“Yuk, potret dulu!” Pasti Anda tidak jarang mendengar kata ini saat mendatangi sebuah tempat. Entah di mall, lokasi wisata, atau lokasi nongkrong anak muda. Selfie, swafoto, atau memungut potret diri memang paling melekat pada remaja yang tumbuh besar di era media sosial. Walaupun tampak seperti kelaziman yang wajar, terlalu tidak jarang selfie ternyata bisa dominan buruk pada kesehatan mental remaja. Kenapa dapat begitu? Simak ulasannya inilah ini.
Dampak buruk selfie pada kesehatan mental remaja
Media sosial ialah tempat untuk sebagian besar remaja guna mengekspresikan diri mereka, lewat ucapan-ucapan maupun foto. Di antara seluruh jenis media sosial, Instagram lumayan mendapat tidak sedikit perhatian untuk anak remaja.
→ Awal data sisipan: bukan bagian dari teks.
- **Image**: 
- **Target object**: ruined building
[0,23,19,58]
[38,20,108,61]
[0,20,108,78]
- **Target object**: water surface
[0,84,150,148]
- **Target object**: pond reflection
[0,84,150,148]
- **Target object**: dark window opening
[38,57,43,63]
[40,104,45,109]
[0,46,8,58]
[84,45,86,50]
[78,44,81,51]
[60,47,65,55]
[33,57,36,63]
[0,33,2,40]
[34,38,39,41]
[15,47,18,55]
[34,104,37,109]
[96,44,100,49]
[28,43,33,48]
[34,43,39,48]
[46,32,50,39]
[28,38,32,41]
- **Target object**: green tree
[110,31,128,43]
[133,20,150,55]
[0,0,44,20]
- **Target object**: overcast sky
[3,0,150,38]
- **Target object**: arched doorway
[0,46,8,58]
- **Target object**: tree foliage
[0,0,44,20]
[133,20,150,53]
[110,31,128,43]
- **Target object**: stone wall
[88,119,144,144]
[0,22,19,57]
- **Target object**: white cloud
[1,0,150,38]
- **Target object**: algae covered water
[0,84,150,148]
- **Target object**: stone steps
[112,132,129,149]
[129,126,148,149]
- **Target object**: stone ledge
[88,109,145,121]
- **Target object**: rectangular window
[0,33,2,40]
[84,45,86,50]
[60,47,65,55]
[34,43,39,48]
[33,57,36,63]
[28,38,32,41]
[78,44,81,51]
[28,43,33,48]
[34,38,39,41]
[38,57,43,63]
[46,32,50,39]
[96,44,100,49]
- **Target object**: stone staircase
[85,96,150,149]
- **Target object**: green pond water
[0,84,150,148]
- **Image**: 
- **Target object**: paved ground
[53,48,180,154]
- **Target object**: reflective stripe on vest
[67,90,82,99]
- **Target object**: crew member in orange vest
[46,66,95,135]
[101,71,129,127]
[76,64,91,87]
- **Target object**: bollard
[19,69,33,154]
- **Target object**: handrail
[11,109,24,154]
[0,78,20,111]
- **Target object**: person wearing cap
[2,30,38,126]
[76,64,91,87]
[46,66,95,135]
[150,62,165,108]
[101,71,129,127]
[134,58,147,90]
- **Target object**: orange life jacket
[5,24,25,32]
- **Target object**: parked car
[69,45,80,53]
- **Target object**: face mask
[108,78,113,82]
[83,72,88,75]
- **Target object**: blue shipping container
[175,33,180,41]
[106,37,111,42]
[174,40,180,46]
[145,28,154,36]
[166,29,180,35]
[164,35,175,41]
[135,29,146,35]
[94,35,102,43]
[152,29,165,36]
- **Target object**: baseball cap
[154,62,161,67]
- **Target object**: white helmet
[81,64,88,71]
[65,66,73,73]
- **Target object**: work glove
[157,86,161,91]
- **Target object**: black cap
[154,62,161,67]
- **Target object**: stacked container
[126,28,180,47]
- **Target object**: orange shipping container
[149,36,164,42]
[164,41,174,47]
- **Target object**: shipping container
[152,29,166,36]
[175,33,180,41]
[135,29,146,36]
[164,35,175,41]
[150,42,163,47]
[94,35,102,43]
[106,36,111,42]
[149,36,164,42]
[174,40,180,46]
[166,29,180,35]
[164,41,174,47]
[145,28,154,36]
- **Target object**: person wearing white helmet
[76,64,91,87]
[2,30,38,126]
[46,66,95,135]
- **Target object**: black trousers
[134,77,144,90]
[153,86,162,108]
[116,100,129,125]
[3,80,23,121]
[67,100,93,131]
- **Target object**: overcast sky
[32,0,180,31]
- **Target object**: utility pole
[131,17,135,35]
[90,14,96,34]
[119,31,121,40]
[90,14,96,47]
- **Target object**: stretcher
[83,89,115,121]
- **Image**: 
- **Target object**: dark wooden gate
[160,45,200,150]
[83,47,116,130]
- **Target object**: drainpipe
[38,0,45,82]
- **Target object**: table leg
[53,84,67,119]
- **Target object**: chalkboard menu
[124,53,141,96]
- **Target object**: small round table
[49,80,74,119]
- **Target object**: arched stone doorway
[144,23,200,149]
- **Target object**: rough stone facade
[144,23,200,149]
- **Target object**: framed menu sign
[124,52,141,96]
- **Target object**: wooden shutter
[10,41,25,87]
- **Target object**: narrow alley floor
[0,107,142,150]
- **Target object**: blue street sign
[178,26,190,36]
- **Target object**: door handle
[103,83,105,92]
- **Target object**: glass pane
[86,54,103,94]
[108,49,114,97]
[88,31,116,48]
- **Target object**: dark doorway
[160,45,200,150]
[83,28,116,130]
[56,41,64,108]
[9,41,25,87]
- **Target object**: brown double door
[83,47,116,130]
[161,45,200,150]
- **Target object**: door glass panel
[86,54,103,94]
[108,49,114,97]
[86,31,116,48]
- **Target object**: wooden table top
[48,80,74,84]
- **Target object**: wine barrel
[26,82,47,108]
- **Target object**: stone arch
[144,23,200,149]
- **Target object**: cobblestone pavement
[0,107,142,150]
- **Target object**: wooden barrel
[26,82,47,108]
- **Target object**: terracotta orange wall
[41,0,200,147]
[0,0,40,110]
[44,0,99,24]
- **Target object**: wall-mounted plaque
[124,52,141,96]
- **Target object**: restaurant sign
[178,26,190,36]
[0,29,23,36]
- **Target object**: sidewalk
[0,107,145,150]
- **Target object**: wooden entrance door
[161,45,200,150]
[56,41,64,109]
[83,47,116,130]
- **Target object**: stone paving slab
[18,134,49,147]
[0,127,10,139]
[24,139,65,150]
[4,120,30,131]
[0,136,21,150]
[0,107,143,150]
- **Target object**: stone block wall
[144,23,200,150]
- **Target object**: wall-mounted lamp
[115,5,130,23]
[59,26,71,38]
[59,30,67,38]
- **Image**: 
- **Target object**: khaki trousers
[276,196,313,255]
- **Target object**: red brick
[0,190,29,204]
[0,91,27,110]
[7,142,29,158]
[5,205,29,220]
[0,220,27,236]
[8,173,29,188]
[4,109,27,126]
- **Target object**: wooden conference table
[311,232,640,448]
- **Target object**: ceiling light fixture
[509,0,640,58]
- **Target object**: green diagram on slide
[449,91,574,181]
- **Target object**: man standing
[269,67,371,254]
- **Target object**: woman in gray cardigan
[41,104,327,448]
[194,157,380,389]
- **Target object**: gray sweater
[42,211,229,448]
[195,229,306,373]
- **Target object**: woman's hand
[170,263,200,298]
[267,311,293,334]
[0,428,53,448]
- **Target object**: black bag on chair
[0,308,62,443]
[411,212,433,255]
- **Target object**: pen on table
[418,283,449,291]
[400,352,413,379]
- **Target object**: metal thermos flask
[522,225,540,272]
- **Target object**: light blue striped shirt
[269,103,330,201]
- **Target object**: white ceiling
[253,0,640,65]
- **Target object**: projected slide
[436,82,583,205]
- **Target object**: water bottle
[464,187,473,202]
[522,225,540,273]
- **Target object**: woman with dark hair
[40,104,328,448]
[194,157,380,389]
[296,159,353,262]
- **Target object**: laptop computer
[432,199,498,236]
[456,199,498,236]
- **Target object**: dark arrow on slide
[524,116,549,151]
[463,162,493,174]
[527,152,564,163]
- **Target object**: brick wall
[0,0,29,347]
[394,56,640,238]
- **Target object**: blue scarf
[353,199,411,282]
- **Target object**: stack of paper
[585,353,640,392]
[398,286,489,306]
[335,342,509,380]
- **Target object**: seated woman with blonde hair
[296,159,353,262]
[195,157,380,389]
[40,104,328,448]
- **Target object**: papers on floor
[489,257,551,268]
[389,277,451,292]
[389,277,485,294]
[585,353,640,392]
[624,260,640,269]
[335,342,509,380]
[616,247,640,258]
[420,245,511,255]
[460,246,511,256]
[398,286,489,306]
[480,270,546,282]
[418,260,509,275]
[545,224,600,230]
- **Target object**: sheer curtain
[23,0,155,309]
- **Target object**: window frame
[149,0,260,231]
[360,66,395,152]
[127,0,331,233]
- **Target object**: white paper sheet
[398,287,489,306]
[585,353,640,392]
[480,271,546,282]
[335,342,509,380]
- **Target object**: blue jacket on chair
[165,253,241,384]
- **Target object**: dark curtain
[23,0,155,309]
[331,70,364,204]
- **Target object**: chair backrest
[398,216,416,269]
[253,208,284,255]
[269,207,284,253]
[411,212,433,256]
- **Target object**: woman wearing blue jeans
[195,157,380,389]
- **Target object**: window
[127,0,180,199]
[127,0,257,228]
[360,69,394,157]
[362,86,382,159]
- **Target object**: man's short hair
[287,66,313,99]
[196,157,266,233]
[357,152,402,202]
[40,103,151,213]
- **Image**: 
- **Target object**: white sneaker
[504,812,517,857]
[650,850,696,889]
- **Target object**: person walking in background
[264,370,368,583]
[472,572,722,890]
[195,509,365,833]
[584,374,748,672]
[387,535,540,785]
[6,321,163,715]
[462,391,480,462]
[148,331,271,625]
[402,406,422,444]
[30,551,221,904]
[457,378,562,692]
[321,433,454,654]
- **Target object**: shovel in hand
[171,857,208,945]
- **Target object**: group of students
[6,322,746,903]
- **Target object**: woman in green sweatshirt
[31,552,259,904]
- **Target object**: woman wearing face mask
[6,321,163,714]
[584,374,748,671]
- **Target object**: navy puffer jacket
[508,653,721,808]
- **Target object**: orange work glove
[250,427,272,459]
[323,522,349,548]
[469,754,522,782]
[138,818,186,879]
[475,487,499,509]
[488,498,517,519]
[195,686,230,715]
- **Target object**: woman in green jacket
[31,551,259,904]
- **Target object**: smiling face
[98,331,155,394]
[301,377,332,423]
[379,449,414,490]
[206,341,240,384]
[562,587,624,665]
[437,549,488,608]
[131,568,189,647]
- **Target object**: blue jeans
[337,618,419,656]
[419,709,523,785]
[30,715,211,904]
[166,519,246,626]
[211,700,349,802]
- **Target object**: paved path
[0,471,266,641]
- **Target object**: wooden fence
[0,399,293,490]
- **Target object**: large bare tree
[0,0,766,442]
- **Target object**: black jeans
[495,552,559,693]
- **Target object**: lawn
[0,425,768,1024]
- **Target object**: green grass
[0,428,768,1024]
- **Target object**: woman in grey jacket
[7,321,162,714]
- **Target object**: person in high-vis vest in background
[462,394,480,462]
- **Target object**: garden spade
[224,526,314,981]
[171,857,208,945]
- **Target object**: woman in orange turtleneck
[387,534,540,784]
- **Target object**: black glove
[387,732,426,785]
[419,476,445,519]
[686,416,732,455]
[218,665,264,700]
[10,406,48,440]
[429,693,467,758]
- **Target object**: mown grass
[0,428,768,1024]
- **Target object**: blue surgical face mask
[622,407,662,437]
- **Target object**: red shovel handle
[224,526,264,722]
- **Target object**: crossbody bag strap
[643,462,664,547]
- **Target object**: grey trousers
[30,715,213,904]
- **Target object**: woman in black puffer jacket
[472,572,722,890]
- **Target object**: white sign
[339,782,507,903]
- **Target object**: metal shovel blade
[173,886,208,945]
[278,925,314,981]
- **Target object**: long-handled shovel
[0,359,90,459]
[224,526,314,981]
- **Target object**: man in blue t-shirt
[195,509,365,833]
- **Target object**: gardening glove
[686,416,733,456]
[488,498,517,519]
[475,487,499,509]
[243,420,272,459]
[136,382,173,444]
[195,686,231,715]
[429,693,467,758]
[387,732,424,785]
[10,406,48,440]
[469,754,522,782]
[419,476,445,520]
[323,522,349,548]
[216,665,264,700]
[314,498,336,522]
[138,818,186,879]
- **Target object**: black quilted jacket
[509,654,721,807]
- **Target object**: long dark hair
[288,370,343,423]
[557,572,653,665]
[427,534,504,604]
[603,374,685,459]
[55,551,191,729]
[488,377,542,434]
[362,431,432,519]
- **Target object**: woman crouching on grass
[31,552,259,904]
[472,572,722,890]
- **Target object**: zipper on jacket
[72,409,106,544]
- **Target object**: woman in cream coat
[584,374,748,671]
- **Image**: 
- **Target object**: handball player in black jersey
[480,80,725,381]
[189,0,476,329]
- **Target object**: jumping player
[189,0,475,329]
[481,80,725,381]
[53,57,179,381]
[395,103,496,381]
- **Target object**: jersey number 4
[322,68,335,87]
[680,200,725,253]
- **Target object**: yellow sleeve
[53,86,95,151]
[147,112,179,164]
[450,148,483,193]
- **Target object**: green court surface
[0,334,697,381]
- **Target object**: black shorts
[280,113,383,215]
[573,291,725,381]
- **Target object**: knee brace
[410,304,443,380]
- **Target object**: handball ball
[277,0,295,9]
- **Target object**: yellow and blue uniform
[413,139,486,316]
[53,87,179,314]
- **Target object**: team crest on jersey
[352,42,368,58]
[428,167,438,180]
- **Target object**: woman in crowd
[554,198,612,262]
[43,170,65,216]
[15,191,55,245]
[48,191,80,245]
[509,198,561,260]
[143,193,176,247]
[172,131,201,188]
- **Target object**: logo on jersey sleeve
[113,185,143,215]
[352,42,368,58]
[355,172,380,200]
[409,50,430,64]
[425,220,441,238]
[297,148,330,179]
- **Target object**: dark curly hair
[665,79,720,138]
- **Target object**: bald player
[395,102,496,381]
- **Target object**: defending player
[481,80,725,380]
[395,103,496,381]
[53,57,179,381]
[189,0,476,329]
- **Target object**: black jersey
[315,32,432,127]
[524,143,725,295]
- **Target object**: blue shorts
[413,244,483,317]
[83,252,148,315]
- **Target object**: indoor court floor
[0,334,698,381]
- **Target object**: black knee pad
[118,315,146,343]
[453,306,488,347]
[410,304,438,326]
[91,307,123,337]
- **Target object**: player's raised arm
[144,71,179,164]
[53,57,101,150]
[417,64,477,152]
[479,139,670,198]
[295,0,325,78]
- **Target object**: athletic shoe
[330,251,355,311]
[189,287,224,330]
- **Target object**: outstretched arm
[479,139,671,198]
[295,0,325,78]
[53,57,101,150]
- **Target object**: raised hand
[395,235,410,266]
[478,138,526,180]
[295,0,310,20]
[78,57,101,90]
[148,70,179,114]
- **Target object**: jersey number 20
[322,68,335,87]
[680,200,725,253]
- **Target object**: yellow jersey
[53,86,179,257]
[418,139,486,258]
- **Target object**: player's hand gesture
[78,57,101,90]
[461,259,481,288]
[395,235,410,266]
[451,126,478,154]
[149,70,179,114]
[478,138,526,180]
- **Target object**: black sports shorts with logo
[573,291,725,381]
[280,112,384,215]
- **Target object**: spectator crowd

Dengan Instragram, masing-masing remaja dapat mengunggah hasil jepretan potret terbaiknya dan mendapat feedback, berupa like atau komentar.
Sisi positifnya, Instagram dapat jadi lokasi remaja untuk mengindikasikan bakat memotret atau hobinya pada orang lain. Bahkan, menjadi lahan emas untuk mereka guna mendapatkan pendapatan sendiri.
Namun, tahukah Anda, tidak seluruh remaja bakal mendapatkan efek positif tersebut. Ada pun yang hingga terobsesi dengan hasil selfie sehingga dominan buruk untuk kesehatan mental remaja. Mulai dari tingkat depresi dan kegelisahan jadi meningkat, sampai memicu beberapa remaja berpikiran guna bunuh diri (meskipun kasusnya jarang sekali).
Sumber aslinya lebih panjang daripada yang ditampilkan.